Human Rights Watch: Chinese police using app to store data on Uighur Muslims
The app, known as the Integrated Joint Operations Platform, is being used to store information from the height and weight of individuals to facial recognition scans. It also notes "suspicious" behaviour like whether an individual fails to socialise with their neighbours, fails to use their front door, or uses a noticeably large amount of electricity.
The app can be used at checkpoints to flag "suspicious" individuals.
"The goal is apparently to identify patterns of and predict, the everyday life and resistance of its population and, ultimately, to engineer and control reality," Human Rights Watch said in the report.
The rights watchdog worked with German security firm Cure53 to reverse engineer the app in late 2018 to provide "an unprecedented window into how mass surveillance actually works in Xinjiang," it said.

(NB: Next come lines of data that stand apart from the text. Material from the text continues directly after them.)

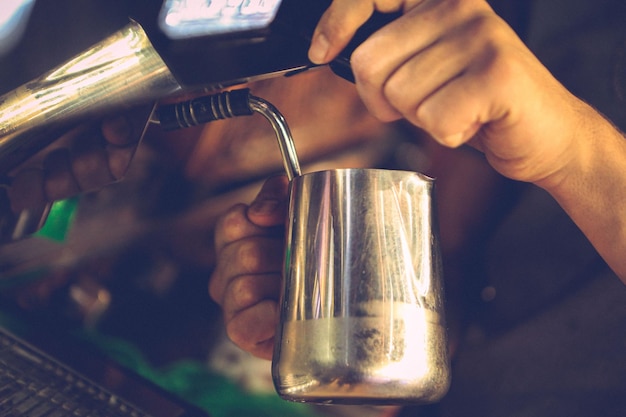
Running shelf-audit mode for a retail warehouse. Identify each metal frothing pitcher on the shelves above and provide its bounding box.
[155,90,450,404]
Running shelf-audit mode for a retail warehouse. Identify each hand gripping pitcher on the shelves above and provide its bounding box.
[160,90,450,404]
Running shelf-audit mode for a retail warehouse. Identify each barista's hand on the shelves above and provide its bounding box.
[8,116,139,213]
[209,176,288,359]
[309,0,626,283]
[309,0,597,187]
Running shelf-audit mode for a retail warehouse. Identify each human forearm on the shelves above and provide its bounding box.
[537,105,626,283]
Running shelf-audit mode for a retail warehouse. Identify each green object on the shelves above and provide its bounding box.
[82,332,321,417]
[33,197,78,242]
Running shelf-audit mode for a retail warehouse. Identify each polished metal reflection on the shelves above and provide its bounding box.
[273,169,450,404]
[0,22,180,173]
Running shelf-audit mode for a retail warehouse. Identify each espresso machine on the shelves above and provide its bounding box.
[0,0,450,404]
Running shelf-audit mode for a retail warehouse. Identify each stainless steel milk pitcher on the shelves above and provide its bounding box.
[154,90,450,404]
[272,169,450,404]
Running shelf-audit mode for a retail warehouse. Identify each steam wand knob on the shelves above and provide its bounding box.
[156,88,302,181]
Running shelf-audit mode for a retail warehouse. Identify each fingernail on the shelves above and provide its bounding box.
[250,199,280,214]
[309,33,329,64]
[439,132,465,148]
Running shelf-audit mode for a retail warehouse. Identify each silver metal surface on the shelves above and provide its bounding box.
[249,96,301,181]
[272,169,450,404]
[0,22,180,173]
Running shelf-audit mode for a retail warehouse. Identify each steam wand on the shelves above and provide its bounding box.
[156,88,302,181]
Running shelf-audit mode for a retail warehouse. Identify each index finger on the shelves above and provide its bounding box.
[309,0,424,64]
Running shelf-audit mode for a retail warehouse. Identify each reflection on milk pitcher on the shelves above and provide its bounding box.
[159,89,450,404]
[273,169,450,404]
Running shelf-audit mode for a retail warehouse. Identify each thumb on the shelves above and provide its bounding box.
[247,175,289,227]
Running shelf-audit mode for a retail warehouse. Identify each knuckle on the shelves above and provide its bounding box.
[215,203,247,242]
[229,276,262,311]
[235,239,264,273]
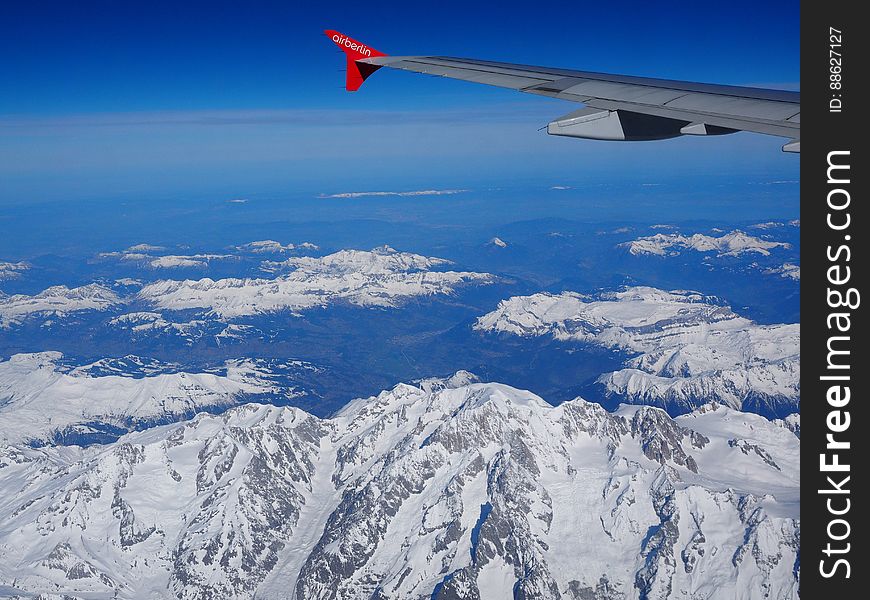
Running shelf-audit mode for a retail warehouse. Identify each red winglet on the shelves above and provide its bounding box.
[324,29,386,92]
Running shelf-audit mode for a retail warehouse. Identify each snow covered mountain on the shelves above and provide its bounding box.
[0,352,315,445]
[0,260,30,281]
[475,287,800,416]
[0,283,123,329]
[0,372,799,600]
[620,229,790,256]
[138,246,493,318]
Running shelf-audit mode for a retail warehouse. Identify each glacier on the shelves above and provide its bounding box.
[474,286,800,417]
[0,372,800,600]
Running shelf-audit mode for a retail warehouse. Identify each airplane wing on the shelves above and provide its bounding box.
[326,30,801,152]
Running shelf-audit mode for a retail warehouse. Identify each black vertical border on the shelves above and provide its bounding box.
[800,0,870,599]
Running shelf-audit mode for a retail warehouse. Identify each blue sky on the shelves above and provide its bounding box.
[0,0,799,204]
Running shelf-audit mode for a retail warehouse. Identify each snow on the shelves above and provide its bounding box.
[0,372,800,600]
[137,247,493,318]
[0,352,273,444]
[620,230,791,256]
[236,240,320,254]
[474,287,800,412]
[0,283,123,329]
[0,260,30,281]
[764,263,801,281]
[320,189,468,198]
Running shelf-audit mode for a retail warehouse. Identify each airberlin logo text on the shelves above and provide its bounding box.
[332,33,372,56]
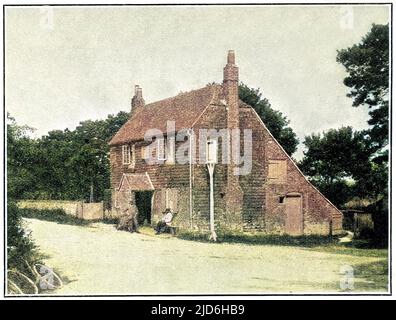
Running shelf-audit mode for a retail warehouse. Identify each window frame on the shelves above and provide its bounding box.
[121,144,131,164]
[157,138,168,161]
[205,138,218,164]
[267,159,287,184]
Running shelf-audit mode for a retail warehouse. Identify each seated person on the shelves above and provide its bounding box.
[154,208,173,234]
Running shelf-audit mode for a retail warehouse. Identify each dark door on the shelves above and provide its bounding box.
[135,191,153,226]
[285,195,303,236]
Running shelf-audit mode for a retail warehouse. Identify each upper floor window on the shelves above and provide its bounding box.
[268,160,287,183]
[157,138,167,160]
[130,144,136,168]
[166,137,175,164]
[206,139,217,163]
[122,144,131,164]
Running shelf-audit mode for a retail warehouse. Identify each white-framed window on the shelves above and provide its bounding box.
[206,139,217,163]
[166,137,175,164]
[268,160,287,184]
[122,144,131,164]
[130,144,136,168]
[157,138,167,160]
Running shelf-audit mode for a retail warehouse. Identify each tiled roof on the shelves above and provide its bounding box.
[118,172,154,191]
[109,84,222,145]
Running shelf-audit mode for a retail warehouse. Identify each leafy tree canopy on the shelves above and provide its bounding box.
[337,24,389,152]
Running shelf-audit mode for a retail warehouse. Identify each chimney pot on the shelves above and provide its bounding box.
[131,84,145,115]
[227,50,235,64]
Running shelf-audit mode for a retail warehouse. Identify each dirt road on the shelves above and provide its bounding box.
[26,219,386,295]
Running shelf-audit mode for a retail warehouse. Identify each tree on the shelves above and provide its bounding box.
[239,83,298,155]
[337,24,389,156]
[7,112,129,201]
[7,113,37,198]
[299,127,375,206]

China has led an increasingly repressive campaign in Xinjiang following a series of knife attacks and ethnic riots over the past 10 years.
Rights activists estimate that 1 million Uighurs and other Muslims are currently in internment camps in Xinjiang, where they are undergoing forced assimilation. China claims the camps are vocational training centres.
Many are also forced to host government monitors in their own homes and undergo other forms of regular surveillance.
Human Rights Watch said Beijing has already collected "DNA samples, fingerprints, iris scans and blood types of all residents between the age of 12 and 65" as well as voice samples. (dpa)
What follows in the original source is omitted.